Penetrating the Elusive Mechanism of Copper-Mediated Fluoromethylation in the Presence of Oxygen through the Gas-Phase Reactivity of Well-Defined [LCuO]+ Complexes with Fluoromethanes (CH(4–n)Fn, n = 1–3)

Nicole J. Rijs^*†, Patricio González-Navarrete^‡, Maria Schlangen^‡, and Helmut Schwarz^*‡

^‡ Institut für Chemie, Technische Universität Berlin, Straße des 17. Juni 115, 10623 Berlin, Germany

^† Institute of Nanotechnology, Karlsruhe Institute of Technology, Hermann-von-Helmholtz Platz 1, 76344 Eggenstein-Leopoldshafen, Germany

J. Am. Chem. Soc., Article ASAP

DOI: 10.1021/jacs.5b12972

http://pubs.acs.org/doi/abs/10.1021/jacs.5b12972

http://pubs.acs.org/doi/pdf/10.1021/jacs.5b12972

Abstract

Traveling wave ion mobility spectrometry (TWIMS) isomer separation was exploited to react the particularly well-defined ionic species [LCuO]⁺ (L = 1,10-phenanthroline) with the neutral fluoromethane substrates CH_(4–n)F_n (n = 1–3) in the gas phase.

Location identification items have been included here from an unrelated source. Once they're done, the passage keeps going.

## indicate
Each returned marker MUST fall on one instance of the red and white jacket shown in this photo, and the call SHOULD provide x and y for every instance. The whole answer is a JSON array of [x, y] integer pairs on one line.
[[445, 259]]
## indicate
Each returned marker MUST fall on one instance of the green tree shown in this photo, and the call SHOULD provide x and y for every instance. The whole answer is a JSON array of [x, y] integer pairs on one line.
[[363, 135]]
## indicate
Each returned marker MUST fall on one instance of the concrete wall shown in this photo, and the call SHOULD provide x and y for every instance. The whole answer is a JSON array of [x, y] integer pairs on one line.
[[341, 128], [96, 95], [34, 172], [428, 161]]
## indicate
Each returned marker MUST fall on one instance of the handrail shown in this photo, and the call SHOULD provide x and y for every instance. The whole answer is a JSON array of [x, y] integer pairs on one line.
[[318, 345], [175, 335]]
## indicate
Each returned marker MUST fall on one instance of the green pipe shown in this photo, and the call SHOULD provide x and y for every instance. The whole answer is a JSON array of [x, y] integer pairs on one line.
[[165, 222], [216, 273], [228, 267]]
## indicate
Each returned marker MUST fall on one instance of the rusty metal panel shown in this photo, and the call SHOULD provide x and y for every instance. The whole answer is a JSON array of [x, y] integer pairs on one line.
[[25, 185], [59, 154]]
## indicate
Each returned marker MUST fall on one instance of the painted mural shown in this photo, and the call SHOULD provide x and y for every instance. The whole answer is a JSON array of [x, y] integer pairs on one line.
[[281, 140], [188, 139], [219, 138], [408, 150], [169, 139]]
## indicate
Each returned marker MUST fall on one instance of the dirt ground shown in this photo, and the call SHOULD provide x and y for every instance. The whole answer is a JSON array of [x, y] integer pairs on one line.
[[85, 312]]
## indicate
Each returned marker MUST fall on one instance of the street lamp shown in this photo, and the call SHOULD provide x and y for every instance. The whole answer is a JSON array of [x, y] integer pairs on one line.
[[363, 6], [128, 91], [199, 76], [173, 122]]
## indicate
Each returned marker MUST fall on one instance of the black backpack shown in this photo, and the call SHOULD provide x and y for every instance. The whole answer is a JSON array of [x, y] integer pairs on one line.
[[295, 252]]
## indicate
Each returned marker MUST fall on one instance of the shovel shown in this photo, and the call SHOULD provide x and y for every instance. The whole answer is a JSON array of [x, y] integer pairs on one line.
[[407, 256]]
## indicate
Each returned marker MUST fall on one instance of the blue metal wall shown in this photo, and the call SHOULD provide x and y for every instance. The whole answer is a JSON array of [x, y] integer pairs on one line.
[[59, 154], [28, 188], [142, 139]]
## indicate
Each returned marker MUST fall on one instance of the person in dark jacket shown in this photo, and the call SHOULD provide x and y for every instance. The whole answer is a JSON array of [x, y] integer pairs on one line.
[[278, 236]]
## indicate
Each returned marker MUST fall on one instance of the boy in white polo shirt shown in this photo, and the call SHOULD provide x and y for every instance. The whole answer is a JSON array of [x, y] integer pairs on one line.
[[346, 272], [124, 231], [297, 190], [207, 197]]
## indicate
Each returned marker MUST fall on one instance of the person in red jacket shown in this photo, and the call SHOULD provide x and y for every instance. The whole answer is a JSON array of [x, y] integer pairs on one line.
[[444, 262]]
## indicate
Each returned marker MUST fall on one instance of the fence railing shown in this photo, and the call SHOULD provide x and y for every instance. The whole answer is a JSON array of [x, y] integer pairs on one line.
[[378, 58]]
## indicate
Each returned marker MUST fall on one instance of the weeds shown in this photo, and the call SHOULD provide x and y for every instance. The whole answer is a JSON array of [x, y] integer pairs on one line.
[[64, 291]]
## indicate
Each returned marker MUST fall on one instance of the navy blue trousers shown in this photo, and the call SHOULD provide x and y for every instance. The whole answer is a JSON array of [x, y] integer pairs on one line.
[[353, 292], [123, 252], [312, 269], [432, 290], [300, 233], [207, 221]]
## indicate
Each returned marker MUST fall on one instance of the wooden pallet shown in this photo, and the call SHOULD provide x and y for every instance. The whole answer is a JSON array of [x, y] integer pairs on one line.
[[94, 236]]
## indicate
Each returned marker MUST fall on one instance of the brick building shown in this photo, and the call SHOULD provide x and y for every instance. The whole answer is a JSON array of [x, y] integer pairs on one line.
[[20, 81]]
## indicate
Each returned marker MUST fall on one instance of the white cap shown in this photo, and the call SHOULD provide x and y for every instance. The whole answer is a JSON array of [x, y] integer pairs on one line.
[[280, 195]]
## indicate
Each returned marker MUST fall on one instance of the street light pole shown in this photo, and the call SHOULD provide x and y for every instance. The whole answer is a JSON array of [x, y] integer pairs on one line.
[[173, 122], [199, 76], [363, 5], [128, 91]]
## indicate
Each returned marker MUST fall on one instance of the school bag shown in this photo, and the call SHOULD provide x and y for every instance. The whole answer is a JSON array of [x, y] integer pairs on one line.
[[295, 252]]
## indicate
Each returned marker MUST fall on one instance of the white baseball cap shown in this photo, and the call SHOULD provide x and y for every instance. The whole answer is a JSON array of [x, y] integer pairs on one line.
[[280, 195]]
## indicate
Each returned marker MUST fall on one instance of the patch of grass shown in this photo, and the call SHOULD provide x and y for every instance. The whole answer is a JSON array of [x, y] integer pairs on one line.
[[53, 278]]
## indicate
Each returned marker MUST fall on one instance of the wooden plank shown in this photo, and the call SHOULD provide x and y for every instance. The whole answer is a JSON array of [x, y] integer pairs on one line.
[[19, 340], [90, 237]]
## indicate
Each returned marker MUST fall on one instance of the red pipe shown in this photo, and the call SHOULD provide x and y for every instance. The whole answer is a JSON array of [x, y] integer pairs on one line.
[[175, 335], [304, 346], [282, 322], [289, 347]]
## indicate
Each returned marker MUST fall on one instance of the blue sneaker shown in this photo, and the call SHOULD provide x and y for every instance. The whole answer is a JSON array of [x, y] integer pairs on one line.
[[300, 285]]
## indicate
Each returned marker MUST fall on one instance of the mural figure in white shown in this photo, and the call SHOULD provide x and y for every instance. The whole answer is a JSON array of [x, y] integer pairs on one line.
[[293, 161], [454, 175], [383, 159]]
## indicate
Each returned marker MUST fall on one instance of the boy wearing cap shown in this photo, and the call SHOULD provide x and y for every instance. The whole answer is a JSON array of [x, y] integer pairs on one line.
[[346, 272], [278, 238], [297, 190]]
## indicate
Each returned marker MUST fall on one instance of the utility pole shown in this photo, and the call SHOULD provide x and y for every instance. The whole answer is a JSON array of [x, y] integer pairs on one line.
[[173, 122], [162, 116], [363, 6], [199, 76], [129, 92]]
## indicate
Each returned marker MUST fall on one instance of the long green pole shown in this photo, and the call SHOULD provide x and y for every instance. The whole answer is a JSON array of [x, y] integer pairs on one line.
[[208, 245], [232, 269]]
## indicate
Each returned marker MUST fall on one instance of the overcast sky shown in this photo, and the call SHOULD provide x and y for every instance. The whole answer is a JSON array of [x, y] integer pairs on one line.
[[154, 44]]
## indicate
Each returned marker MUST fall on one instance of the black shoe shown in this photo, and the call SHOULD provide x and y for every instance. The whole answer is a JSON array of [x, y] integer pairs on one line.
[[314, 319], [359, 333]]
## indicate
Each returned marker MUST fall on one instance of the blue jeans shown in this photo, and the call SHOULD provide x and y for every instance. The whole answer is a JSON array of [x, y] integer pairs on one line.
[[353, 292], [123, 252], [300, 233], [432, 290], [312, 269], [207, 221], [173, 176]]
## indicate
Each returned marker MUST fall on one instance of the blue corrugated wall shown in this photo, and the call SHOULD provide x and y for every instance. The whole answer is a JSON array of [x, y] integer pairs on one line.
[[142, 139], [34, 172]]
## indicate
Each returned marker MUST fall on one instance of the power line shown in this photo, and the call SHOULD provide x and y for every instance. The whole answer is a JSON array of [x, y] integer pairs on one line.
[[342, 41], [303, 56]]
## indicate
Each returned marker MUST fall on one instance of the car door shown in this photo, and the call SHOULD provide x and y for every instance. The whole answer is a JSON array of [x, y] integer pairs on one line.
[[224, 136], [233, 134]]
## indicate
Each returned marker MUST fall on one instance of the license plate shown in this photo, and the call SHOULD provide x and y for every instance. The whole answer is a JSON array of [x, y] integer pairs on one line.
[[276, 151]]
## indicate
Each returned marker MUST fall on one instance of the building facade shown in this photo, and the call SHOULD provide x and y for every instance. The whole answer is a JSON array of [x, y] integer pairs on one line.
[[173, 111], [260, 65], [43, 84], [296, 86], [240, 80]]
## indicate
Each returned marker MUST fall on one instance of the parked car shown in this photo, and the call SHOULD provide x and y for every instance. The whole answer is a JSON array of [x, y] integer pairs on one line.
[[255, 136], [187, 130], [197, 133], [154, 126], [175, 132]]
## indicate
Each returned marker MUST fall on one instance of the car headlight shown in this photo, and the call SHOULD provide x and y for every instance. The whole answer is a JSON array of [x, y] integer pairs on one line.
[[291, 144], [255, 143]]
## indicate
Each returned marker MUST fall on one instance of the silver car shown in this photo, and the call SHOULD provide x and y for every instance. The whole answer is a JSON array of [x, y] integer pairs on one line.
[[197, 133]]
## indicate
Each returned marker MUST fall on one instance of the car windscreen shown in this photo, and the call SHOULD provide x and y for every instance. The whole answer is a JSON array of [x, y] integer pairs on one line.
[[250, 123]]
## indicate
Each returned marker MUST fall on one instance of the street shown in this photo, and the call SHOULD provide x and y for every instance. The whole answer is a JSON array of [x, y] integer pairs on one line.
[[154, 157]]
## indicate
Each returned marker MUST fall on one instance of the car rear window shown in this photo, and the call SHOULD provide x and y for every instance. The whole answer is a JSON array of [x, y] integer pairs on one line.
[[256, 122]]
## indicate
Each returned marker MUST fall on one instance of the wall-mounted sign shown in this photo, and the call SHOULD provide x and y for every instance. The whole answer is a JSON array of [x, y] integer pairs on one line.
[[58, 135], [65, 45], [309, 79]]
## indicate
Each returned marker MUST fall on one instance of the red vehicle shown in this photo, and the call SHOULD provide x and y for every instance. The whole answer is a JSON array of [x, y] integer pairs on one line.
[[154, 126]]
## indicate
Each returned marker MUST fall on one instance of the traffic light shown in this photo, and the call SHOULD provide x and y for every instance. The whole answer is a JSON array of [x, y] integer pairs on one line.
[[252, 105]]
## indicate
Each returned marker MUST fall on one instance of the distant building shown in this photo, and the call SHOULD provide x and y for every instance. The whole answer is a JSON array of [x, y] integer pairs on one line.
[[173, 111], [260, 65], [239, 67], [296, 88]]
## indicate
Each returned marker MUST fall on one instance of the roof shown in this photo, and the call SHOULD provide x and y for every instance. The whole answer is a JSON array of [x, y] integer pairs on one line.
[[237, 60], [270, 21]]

Experimentally, the monofluoromethane substrate (n = 1) undergoes both hydrogen-atom transfer, forming the copper hydroxide complex [LCuOH]^•+ and concomitantly a CH₂F^• radical, and oxygen-atom transfer, yielding the observable ionic product [LCu]⁺ plus the neutral oxidized substrate [C,H_3,O,F]. DFT calculations reveal that the mechanism for both product channels relies on the initial C–H bond activation of the substrate. Compared to nonfluorinated methane, the addition of fluorine to the substrate assists the reactivity through a lowering of the C–H bond energy and reaction preorganization (through noncovalent interaction in the encounter complex). A two-state reactivity scenario is mandatory for the oxidation, which competitively results in the unusual fluoromethanol product, CH₂FOH, or the decomposed products, CH₂O and HF, with the latter channel being kinetically disfavored. Difluoromethane (n = 2) is predicted to undergo the analogous reactions at room temperature, although the reactions are less favored than those of monofluoromethane. The reaction of trifluoromethane (n = 3, fluoroform) through C–H activation is kinetically hindered under ambient conditions but might be expected to occur in the condensed phase upon heating or with further lowering of reaction barriers through templation with counterions, such as potassium. Overall, formation of CH_(3–n)F_n^• and CH_(3–n)F_nOH occurs under relatively gentle energetic conditions, which sheds light on their potential as reactive intermediates in fluoromethylation reactions mediated by copper in the presence of oxygen.